Thursday, October 6, 2011

GrimDark Fandango

I was torn between getting Dynasty Warriors 7 or Gears of War 3. With the assistance of a coin toss I split the difference and got Space Marine.

The story for Space Marine is actually pretty good, containing fun double crosses and betrayals. And the clever player can understand the plot even if you're not a Warhammer 40K fan. You just have to pick up on what everything is supposed to be. Space Marines are super soldiers, Imperial Guard is the Army, and let's say Inquisitors are intelligence agents (not the most accurate analogy, but it works for the story). Once you get past the vocabulary the story makes sense even to non-fans of 40K. Unfortunately the dialogue isn't so accommodating, and the non-fan will have to muddle through discussions on heresy, the Warp, xenos, and the Codex Astartes.

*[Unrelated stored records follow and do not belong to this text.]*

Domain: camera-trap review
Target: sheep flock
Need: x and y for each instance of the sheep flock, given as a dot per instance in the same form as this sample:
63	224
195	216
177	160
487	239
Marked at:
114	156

As for gameplay, Space Marine is nominally a third person shooter. I've found this to be a lie, as it's actually more of a Dynasty Warriors game than Dynasty Warriors 6 was. Once I got within melee range and started banging out X, X, X, Y combos things started to feel oddly familiar. The game is designed to reward aggression, and it does so admirably. While there are some enemies who sit on unreachable ledges demanding ranged weapons, most are content to sprint directly towards you. Ranged weapons seem more for thinning the ranks of a horde or softening up a tough enemy before you get into close quarters. And there is no cover system, unless manually strafing behind a wall counts. And no ducking, you stand up at all times. If anything, melee is safer for you. Like the original Halo, you have armor that regenerates over time and health that does not. To restore health, you have to perform melee executions on enemies. This is where presentation makes all the difference in the world, as the animation, tasteful use of slow motion, and giving the player free camera control all make the execution animations very satisfying. Presuming there isn't a weird clipping issue that has your enemy four feet to your left while being killed or disappearing behind a concrete wall. It still satisfying, as I've found myself performing executions, yelling some variant on "fuck you" at the television, and coming away from the experience feeling strangely fulfilled.

The game isn't flawless. While new enemies are introduced at a healthy pace, weapons are not and you'll sometimes find yourself replacing a weapon with a new weapon before you've even learned how it works. The reloads are annoying as well. Reloading while you have ammo is faster than reloading an empty clip (for some reason), but if you manually reload an empty clip you can mistakenly think you're reloading a partial clip, which throws off your timing. And the timing is hard to learn because the reload animations are so subtle I'm not entirely sure they exist at all. And melee attacks or firing a partial clip cancels the reload, which just further confuses things.

Space Marine isn't a game that's going to revolutionize the industry or even the genre. The setting is too niche for the mainstream and being the bastard child of Dynasty Warriors and Gears of War is too niche for it's own genre (which is...?). Great game, no. Good game, yes. Enthusiastically yes. I'm having fun with this game. And isn't that the point of games in the first place.